The impact of the dams that have existed on this particular river for the better part of a century will be documented immediately, with these kinds of results sure to follow. It’s hardly a stretch to assume that the local migratory trout and salmon populations will thrive in ways they’ve not been able to for decades, and the trickle-down impact of their health on that of local peoples, the whale populations that feed on them at sea, and the soils surrounding the river when these fish die after spawning will be invaluable.
It’s the latest microcosm of a movement that’s been building steam for decades. Patagonia helped produce a pair of films during the 2010s that highlight the impact of dams on these rivers not only for the fishing and outdoor recreation communities, but on the ecosystems as a whole.
Released in 2015, DamNation focused on the restoration of Washington’s Elwha River, a 70+ mile migratory salmon paradise that flows north from the Olympic Mountains to the Strait of Juan de Fuca. Two dams on the river – the first constructed beginning in 1910 – devastated the habitat for all native salmonid species on the Olympic Peninsula, and the removal of them in the early 2010s became a catalyst for dam removal elsewhere.

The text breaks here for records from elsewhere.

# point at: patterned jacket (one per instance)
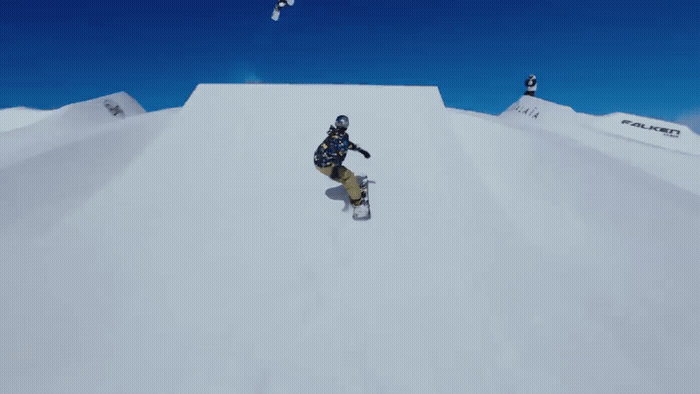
(333, 149)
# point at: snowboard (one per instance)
(362, 211)
(276, 11)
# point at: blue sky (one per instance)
(640, 57)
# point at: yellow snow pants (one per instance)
(347, 178)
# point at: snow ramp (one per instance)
(663, 149)
(199, 250)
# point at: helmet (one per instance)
(342, 122)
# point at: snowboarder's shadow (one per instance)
(340, 194)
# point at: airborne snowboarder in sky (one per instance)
(278, 6)
(530, 85)
(329, 158)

Artifishal, released in 2019, focuses on one of the major byproduct of humans attempting to recreate a world where salmonid species aren’t spawning naturally – that we’ve begun to artificially produce them in hatcheries, thereby replacing the natural seasonality of the species and the ecosystems that depend upon that with bulk, man-made fish as a simulation. I don’t think it’s too much of a spolier alert to say that the only reason we need the hatcheries to simulate (and replace) the naturally occurring fish populations with farm-raised fish is because we’ve stolen their habitats with dammed rivers.
Artifishal focuses on the Klamath itself, and as Chris Wright of Outdoor Magazine noted in his review of the film at the time, “all humans need to do is get the hell out of the way and let Mother Nature work.”
I couldn’t agree more, Chris. As of this weekend, it seems Mother Nature is finally being allowed to do her work again on the Klamath.